Attorney General John Ashcroft apparently believes he has the ready answer, though, and that his view should trump that of the voters of Oregon.
Ashcroft this week short-circuited Oregon's law permitting assisted suicide. He instructed the Drug Enforcement Administration to remove the drug licenses of physicians who use federally controlled prescription drugs to help terminally ill patients end their lives. That, in effect, means physicians who act under Oregon's Death With Dignity Act will lose their licenses.
Through statewide referenda, Oregonians have voted not once, but twice, in favor of an assisted-suicide law. The law has survived lower court challenges.
Ashcroft's predecessor, Janet Reno, refused to block the Oregon law. Reno said, properly, that federal drug law was intended to curb drug trafficking, not the practice of medicine.
Conservatives in Congress attempted to void the Oregon initiative through legislation. That passed the House but failed twice in the Senate, in 1998 and 2000.
But now Ashcroft has taken it upon himself to be the final word. And while he says he is upholding federal law, in fact he is imposing his own personal policy view on the state of Oregon. That's wrong.
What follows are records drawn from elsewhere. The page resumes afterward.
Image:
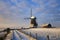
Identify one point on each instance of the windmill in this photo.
(33, 23)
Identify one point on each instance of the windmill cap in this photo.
(32, 17)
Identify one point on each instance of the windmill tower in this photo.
(33, 23)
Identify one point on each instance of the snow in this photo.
(41, 33)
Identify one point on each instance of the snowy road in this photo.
(17, 35)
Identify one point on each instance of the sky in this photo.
(13, 12)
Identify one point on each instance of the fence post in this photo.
(48, 37)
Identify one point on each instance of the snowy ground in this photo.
(42, 33)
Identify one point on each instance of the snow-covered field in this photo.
(42, 33)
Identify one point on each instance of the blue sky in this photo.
(13, 12)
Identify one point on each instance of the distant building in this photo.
(47, 26)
It's ironic to see ideologues on both sides of the aisle now do a quick two-step on state rights - Democrats vigorously defending them, a top Republican dismissing that as a concern. But clearly, Ashcroft's use of his authority to regulate controlled substances in this case is an unwarranted, back-door way to overturn Oregonians' decision on policy in their state. They voted for a law to permit assisted suicide.
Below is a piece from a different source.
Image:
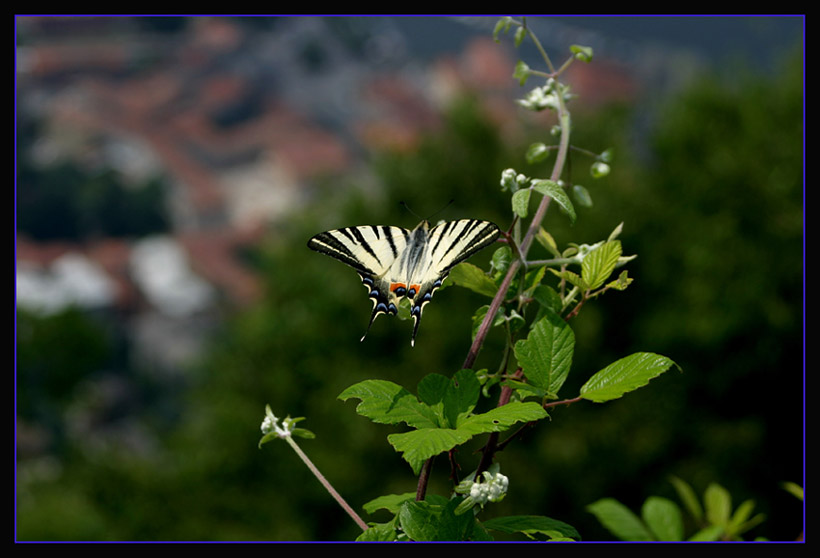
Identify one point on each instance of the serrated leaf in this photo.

Approximately 70 Oregonians have opted for assisted suicide since the law was passed, and six more had agreed to it before Ashcroft's directive.
The method Ashcroft intends to use to enforce his edict - by revoking the prescription privileges of doctors involved in assisted suicides - also raises concerns about whether it will put a chill on medical practices.
Will federal agents now second-guess doctors who prescribe potent painkillers that may cause death? It's no secret that in the final, pain-wracked days of the terminally ill, some doctors prescribe sedatives or painkillers that may ultimately cause the death of the patient. Faced with Ashcroft's directive, will doctors hesitate to prescribe such drugs for fear of the feds?
As public policy, the right to assisted suicide is a dubious one at best. Jack Kevorkian's macabre grandstanding did nothing to clarify it, and neither has the experience of the Netherlands where it's legal and often abused.
By pretending to settle the question of assisted-suicide by the stroke of a pen, though, Ashcroft has given a quick answer to a very complex question - and overstepped his authority.